After his 2019 sentencing for a robbery, the suspect’s DNA was entered into a criminal database.

A man sentenced for a felony robbery in 2019 was recently linked to a 2018 rape in Burien and a 2002 murder in Federal Way.

The King County Prosecuting Attorney’s Office filed a first-degree murder case and a first-degree rape case Dec. 21 against Melvin Lewis Taylor Jr., 45.

Taylor, whose last known address is in Monroe, was sentenced in 2019 by prosecutors in a separate felony robbery incident where he attempted to steal a 52-year-old woman’s purse in a White Center parking lot while putting a gun to her head. When a co-worker came to the aid of the woman, Taylor allegedly ran away while firing at both the woman and her co-worker.

Due to this sentence, his DNA was entered into a criminal database (CODIS).

The criminal database linked Taylor to the 2002 murder case and the 2018 rape case, and additional DNA testing was completed over the summer this year while both the rape and the murder investigations were referred to the King County Prosecuting Attorney’s Office on Dec. 18, the office says.

“The defendant is charged with two very violent crimes that have marked similarities despite being committed 16 years apart,” charging documents state. “In both instances, the defendant targeted vulnerable middle aged, small in stature women who were strangers to him and who lived and/or worked on the streets.”

In both cases, Taylor allegedly raped both victims in alleys behind commercial buildings late at night, and had removed their shoes and clothes in similar ways.

Taylor’s arraignment on the murder charge and the rape charge is scheduled for 9 a.m. Jan. 7 in the GA courtroom of the Maleng Regional Justice Center in Kent. He remains in custody at the Monroe Corrections Center for the first-degree attempted robbery with a firearm and second-degree assault convictions.

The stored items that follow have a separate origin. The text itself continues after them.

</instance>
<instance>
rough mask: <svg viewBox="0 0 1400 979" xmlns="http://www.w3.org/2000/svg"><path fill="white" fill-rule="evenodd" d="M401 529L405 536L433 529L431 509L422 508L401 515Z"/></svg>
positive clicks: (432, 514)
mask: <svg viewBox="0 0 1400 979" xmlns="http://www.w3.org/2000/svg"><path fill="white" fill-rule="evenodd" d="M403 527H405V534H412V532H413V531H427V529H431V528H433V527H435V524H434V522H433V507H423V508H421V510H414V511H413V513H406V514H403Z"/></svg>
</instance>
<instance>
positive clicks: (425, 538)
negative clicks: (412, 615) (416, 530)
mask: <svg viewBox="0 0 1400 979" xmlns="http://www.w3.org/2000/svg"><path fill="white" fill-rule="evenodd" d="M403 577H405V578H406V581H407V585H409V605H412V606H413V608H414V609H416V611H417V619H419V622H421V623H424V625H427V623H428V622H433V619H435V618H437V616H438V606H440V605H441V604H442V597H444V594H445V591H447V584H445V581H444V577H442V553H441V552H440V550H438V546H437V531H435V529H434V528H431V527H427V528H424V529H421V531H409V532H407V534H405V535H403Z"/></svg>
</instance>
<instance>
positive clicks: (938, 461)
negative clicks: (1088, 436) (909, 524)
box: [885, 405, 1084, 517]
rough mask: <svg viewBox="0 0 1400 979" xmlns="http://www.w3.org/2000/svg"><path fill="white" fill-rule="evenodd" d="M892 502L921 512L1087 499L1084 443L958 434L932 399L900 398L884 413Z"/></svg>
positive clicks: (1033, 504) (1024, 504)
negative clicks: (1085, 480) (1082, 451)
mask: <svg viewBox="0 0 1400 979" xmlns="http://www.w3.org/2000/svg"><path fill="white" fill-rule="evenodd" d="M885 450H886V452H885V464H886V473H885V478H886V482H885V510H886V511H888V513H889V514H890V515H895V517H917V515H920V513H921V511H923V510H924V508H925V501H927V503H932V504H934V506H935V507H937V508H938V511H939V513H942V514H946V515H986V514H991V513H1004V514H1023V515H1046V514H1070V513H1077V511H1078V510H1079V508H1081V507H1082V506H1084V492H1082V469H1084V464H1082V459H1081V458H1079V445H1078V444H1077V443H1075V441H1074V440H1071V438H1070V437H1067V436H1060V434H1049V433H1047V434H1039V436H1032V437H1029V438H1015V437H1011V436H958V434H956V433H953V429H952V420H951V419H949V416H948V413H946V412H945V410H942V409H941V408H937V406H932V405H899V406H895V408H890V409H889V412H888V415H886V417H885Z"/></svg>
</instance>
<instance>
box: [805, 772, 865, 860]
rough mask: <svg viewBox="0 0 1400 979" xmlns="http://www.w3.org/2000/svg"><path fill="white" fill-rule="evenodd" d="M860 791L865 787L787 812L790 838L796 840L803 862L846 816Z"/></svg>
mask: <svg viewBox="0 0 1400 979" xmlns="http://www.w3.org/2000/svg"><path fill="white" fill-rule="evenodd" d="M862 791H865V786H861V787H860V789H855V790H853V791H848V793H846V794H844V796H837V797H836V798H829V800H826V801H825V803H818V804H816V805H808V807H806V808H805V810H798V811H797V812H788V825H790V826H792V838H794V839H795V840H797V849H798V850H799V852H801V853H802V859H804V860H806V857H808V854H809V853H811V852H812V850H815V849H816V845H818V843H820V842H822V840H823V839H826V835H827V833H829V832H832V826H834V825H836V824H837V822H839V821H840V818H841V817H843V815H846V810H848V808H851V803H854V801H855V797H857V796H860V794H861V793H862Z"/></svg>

According to the charging documents:

On Feb. 4, 2002, a landscaping crew found remains of a deceased woman, later identified as 43-year-old Linetra Thornton, behind the Federal Way QFC grocery store at 31217 Pacific Highway South in a small alley alcove near the loading dock.

Thornton had visible trauma to her face, a deep laceration to her forehead and was nude from the waist down with her pants and underwear hanging off of one leg. The scene also showed blood stains and strands of hair on nearby walls, “suggesting Thornton had been the victim of a violent assault.”

Medical examiners determined she was strangled to death and classified her death as a homicide.

Evidence of sexual assault was found on the scene and during the autospy, concluding a single source of male DNA, but at the time, the CODIS database did not find any potential suspects.

Thornton was said to have been working as a prostitute along Pacific Highway South, and weighed less than 100 pounds at just under 5 feet tall.

On May 27, 2018, a woman reported she had been sitting on a bench outside of the Burien City Hall, 400 SW 152nd St., when a man approached her, pressed a pistol to her side, and ordered her to come with him.

The woman, then 51 and homeless, later told police she complied with the man’s orders and followed him to a nearby alley. Taylor allegedly grabbed the woman by the shoulders and the woman told the man to stop, to which Taylor told her to shut up.

Taylor allegedly pulled down her right pant leg, “leaving her pants and her underwear hanging off her left leg.” Although the woman attempted to run away, Taylor grabbed the woman and raped her at gunpoint. Afterward, the woman claimed Taylor thanked her and walked away, according to documents.

The woman is about 5 feet tall. Taylor is about 5 feet 10 inches tall and weighs 175 pounds.

When Federal Way police detectives met with Taylor on Nov. 19, 2020, he recalled “with striking clarity” a past encounter with a prostitute at the Federal Way QFC loading dock area, but provided vague details to police about his actions after the encounter.

During the interview with detectives in November, a DNA cheek swab was taken from Taylor. The female DNA on the 2002 evidence matched that of Thornton, while the male DNA on the swabs and 2002 evidence matched Taylor.

Charging documents state the probability of selecting an unrelated individual at random from the United States population with the same profile as Taylor is one in 8.6 quadrillion.